The Senate Finance Committee on Tuesday voted 8–2 to advance a committee substitute for Senate Bill 119, a proposal to create a state bioscience investment fund intended to attract startups and grow high‑paying biotech jobs across New Mexico.
Senator (sponsor) Tim Hickey introduced the bill, explaining the substitute changed several provisions after review by the judiciary committee. The substitute replaces an “average” wage requirement with a median measure (raising the stated target to $104,000 from $60,000), adds bankruptcy‑response language aligned to New Mexico law, requires milestones before disbursing funds and narrows some advisory roles, among other changes. Hickey said the changes respond to concerns the governor previously raised when she pocket‑vetoed an earlier version.
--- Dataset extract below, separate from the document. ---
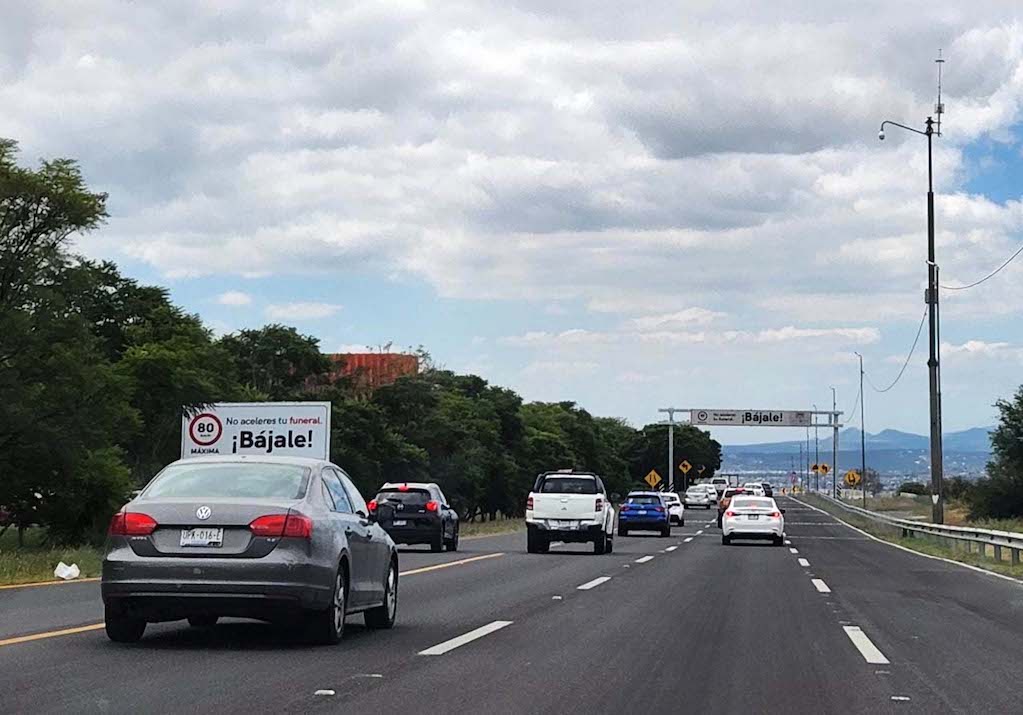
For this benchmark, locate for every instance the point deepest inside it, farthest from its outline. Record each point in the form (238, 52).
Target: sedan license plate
(202, 537)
Supporters from the biotech and business communities urged passage. JD Bullington of the Greater Albuquerque Chamber of Commerce said the bill would help New Mexico “gain a larger share of the very lucrative bioscience industry with good high paying jobs,” and Alex Coughlan of the Bioscience Authority said the fund could support six to seven startups per round and “immediately affect 60 to a 100 jobs.” Paul Lauer and Stephanie Tofigy from the Bioscience Authority described the program as statewide and said the authority works with universities and national labs to build an ecosystem beyond Albuquerque.
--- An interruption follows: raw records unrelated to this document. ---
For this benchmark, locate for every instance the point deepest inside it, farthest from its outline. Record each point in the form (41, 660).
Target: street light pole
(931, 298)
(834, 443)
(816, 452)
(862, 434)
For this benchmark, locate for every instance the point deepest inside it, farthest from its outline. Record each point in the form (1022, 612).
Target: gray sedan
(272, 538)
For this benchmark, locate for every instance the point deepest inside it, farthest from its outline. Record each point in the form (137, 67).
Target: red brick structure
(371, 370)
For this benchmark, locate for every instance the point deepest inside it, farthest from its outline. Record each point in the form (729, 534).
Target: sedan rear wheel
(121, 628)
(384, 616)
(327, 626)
Committee members asked whether existing programs—such as the state investment council (SIC), Local Economic Development Act (LIDA/LITA) funds or other state vehicles—could achieve similar goals. Proponents said LIDA’s requirements (including bond or clawback provisions) can be prohibitive for early‑stage startups and argued this fund would be targeted to early companies that cannot meet LIDA terms.
Several senators urged stronger conflict‑of‑interest language and clearer definitions for the bill’s “co‑investing organization” term; Senator Steinborn recommended adding family members to conflict rules and defining co‑investors to limit ambiguity. Proponents said the substitute includes prohibitions on board members participating in investments involving their own companies and provides a misdemeanor penalty for violations.
The committee approved the substitute for floor debate. The sponsor moved a “do not pass” on the original and a “do pass” on the committee substitute; the committee recorded a do‑pass recommendation on the substitute with an 8–2 vote.